Sunday 10:35 AM–11:05 AM in Eureka 2

Dataframes are an abstraction that proven extremely useful for data analysis in dynamic languages like S, R, Python, and Julia. The Pandas package has been dominant in Python for around 15 years but its design is now showing its age. There is now a vibrant and messy ecosystem of potential disruptors to the status quo for data analysis tasks in Python.

This talk will help you make sense of the mess. It will give you a comprehensive review of the strengths and weaknesses of the challengers, including Polars, Ibis, Modin, Dask, and the PySpark Pandas API (formerly known as Koalas). It will also review efforts to unify the PyData landscape such as Apache Arrow, the dataframe interchange protocol, Narwhals, and the Ibis project started by Wes McKinney, the original author of Pandas.

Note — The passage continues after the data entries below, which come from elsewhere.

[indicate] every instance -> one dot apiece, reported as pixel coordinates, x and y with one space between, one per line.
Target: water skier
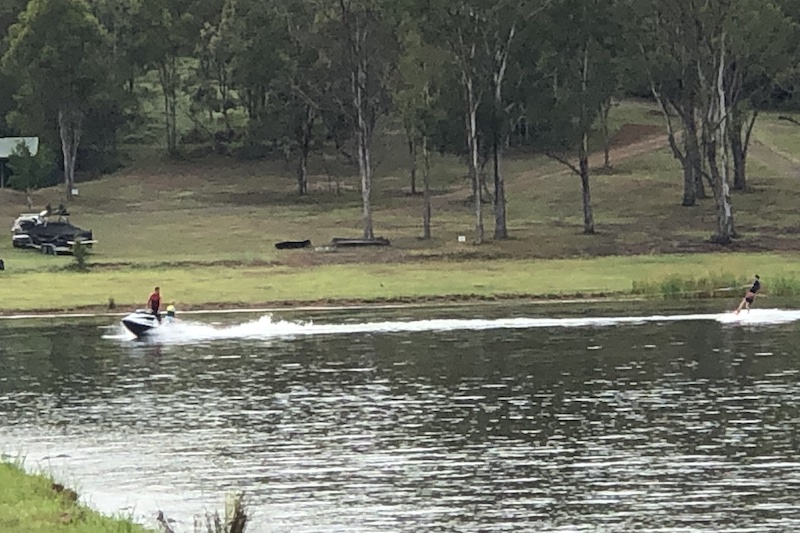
750 296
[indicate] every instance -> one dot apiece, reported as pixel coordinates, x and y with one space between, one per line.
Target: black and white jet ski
140 322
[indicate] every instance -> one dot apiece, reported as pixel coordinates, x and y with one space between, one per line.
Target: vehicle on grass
49 231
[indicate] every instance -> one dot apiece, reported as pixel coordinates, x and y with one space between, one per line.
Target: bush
80 255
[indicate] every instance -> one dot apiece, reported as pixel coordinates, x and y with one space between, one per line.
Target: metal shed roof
9 144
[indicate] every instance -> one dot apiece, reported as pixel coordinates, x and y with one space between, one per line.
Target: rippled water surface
486 419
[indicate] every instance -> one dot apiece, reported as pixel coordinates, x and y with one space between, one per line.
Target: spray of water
267 326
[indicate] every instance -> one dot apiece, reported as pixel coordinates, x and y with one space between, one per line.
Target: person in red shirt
154 302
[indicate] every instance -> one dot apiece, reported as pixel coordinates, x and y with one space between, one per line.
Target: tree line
472 77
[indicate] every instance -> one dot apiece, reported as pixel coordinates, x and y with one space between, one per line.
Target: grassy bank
205 229
35 504
688 276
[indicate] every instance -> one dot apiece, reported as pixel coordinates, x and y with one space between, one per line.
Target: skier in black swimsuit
750 296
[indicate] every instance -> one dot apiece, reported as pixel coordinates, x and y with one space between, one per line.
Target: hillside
216 209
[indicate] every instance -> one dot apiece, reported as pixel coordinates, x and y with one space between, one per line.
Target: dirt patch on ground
633 133
336 303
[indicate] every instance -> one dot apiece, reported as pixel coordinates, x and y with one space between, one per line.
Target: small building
8 145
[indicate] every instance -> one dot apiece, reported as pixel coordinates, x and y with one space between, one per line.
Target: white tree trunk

The talk will provide context and guidance for deciding which dataframe library to choose for your next project. It will also explain the best ways to offer cross-dataframe support in your library code.

Edward Schofield

Ed is the founder of Python Charmers (https://pythoncharmers.com), which has trained around 6000 people in data science using Python from organizations like Atlassian, Barclays, Cisco, CSIRO, Dolby, Harvard University, IMC, Interpol, Singtel Optus, Oracle, Shell, Telstra, Toyota, Verizon, and Westpac. Ed is a former release manager of SciPy and the author of the widely used future package. He organized the Python user group in Melbourne for 8 years.

Ed holds a PhD in machine learning (language models) from Imperial College London. He also holds BA and MA (Hons) degrees in mathematics and computer science from Trinity College, University of Cambridge. He has 25 years of experience in programming, teaching, and public speaking.